Basta nascer para ganhar 1 milhão de dólares

Tem muita gente que acha que Vantuil exagera na dose com suas propostas mirabolantes para resolver os problemas do mundo. Fui lá esses dias cortar o cabelo no seu salão e não havia notado nada demais, até que a TV despejou uma notícia sobre um relatório da ONU que apontava a miséria no mundo.

Foi o que bastou para Vantuil metralhar argumentos na mesma velocidade com que manipulava a tesoura. Eu prestava atenção ao que ele falava enquanto folheava uma revista, mas confesso que não tinha a menor ideia de onde ele queria chegar, tamanha era a desordem da sua linha de pensamento.

De repente ele bolou a solucionática para a fome no mundo. Disse de forma resoluta que toda pessoa deveria ganhar 1 milhão de dólares ao nascer. A grana seria para que a pessoa estruturasse a sua vida, com uma casa boa para morar com todo o conforto, carro, financiamento dos estudos e o start num projeto de vida.
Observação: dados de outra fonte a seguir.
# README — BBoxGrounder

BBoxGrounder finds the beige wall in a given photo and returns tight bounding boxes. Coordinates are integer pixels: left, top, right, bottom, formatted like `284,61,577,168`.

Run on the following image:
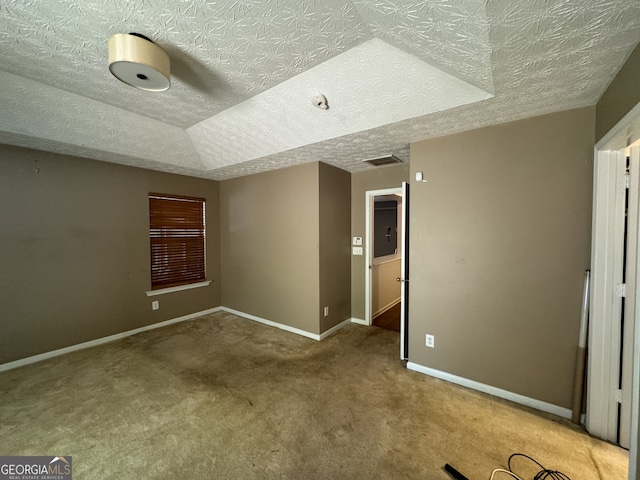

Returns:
409,107,595,408
351,164,409,320
220,163,320,334
596,44,640,142
0,145,220,364
319,163,351,333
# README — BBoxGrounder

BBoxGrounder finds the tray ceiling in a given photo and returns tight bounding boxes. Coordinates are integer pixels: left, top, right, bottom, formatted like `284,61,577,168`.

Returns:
0,0,640,179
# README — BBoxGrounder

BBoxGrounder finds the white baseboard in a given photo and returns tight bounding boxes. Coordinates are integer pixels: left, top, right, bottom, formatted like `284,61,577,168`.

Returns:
320,318,351,340
371,298,402,318
221,307,351,342
221,307,320,341
0,307,222,372
407,362,572,419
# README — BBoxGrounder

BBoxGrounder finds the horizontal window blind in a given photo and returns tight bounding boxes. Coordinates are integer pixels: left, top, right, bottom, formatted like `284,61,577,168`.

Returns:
149,193,206,289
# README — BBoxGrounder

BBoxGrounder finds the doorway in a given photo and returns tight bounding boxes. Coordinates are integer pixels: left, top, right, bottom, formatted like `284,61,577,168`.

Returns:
586,105,640,478
365,183,408,359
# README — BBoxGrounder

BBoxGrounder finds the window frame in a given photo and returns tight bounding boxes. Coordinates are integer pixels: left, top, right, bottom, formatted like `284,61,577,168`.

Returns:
147,192,210,295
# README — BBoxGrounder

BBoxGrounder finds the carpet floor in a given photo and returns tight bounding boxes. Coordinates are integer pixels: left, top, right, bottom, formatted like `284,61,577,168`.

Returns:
0,312,628,480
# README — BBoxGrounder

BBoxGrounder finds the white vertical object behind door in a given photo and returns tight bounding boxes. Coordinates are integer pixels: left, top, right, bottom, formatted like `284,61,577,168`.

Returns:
618,144,640,449
400,182,411,360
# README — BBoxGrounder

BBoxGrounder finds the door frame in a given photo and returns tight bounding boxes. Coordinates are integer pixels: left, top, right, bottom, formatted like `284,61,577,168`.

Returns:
364,187,404,325
586,104,640,479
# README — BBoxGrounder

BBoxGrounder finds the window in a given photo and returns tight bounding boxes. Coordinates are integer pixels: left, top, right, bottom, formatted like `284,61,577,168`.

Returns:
149,193,206,290
373,196,398,258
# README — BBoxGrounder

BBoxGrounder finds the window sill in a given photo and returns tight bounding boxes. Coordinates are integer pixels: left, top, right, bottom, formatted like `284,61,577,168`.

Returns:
145,280,211,297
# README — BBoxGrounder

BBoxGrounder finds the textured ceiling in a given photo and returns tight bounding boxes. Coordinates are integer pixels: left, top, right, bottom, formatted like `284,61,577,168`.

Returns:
0,0,640,179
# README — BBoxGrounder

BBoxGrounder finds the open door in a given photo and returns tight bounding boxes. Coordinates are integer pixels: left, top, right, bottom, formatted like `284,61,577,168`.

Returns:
400,182,410,360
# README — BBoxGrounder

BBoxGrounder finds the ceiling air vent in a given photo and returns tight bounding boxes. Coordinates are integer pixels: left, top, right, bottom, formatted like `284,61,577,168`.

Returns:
363,155,402,167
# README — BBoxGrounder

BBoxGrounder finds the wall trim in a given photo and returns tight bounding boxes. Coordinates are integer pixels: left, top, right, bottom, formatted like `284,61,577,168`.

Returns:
320,318,351,340
407,362,572,419
371,297,402,322
222,307,320,341
0,307,222,372
144,280,213,297
220,307,351,342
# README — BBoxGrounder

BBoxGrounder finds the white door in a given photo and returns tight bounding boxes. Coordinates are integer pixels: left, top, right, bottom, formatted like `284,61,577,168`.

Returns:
618,144,640,449
587,142,640,456
400,182,410,360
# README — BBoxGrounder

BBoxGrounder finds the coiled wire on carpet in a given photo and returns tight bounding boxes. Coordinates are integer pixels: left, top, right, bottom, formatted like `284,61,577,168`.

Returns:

Se torrasse com besteira, do tipo farra e bebedeira com os amigos, não teria segunda chance. “O que você acha?”, indagou. Tentei ser o mais cauteloso possível para não parecer professor de Deus e lhe disse que pelo pouco que entendia de economia, se todo mundo ganhasse um milhão de dólares o dinheiro não valeria esta importância, seria devorado pela inflação provocada pelo excesso de moeda em poder do público.

Ele me deu razão, com ar pesaroso e eu me senti um estraga prazeres. A intenção de Vantuil era muito boa, mas é aquele negócio: faltava combinar com os ditos agentes econômicos. Pensei comigo que se por um milagre fosse possível distribuir uma riqueza desse patamar em larga escala, infelizmente seria um desastre ter tanta gente com tamanho poder de compra de uma só vez. Iriam faltar produtos e os que sobrassem custariam tão caro que poucos conseguiriam comprá-los.

Enquanto em meus pensamentos eu constatava a inviabilidade da tese de Vantuil, ele já havia esquecido o assunto e tinha embarcado em outro. Dois clientes que aguardavam a vez haviam comentado que ouviram dizer que o dono da Friboi era o ator Tony Ramos. Quando ouvi isso, tratei de me isolar na minha leitura. Mas Vantuil não se fez rogado: disse aos clientes que eles estavam enganados. Segundo suas fontes, Tony Ramos podia até ser um testa de ferro, mas o chefão era o filho do ex-presidente Lula.

Pensei em intervir, mas resolvi deixar correr porque a esta altura a conversa já havia derivado para as mazelas do país. Cedo ou tarde eles iriam descobrir a verdadeira razão social da Friboi. E a discussão que eles estavam travando valia muito mais a pena.

Mas lenda urbana ali não falta. Até o lance marcante do jogador do Barcelona, Daniel Alves, que respondeu às agressões por racismo comendo uma banana que um torcedor do Villarreal jogou para ele, ganhou um contorno de fantasia. Quem recontava a história foi taxativo em afirmar que Daniel Alves bateu o escanteio e ainda fez o gol. Fiquei com vontade de dar um cartão amarelo para o cara, mas fiquei quieto.

Cabelo aparado entre mortos e feridos todos sobreviveram. Era a minha deixa: pagar e achar o rumo. Quando estava saindo ainda tive tempo de ouvir Vantuil dizer que “o Brasil era um país maravilhoso, onde mais se faz pesquisa no mundo”.

Fui embora pensando que Vantuil e seus amigos eram felizes defendendo suas ideias e teses absurdas, não importava se estavam erradas à luz da dura realidade dos fatos. Vantuil fala o que pensa e se alguém lhe mostra que está errado, descarta o ponto de vista e parte para outro. Faz isso com a mesma naturalidade com que apara os cabelos dos clientes.

E como disse Vantuil, o Brasil de fato é um país maravilhoso, onde vigora uma democracia – embora ainda jovem -, que permite a liberdade de as pessoas se expressarem. Ainda tem muito para melhorar, basta ver os noticiários do dia a dia. No campo da pesquisa científica apresentou grandes avanços. Não está em primeiro como pensa Vantuil, mas subiu dez posições em 20 anos e aparece em 14º no ranking mundial. A ressalva é que, segundo publicações especializadas, a qualidade destas pesquisas caiu muito nos últimos anos, o que remete a uma reflexão sobre a qualidade do ensino. Quando Vantuil souber disso certamente dirá que este pessoal é preciosista demais e fim de conversa.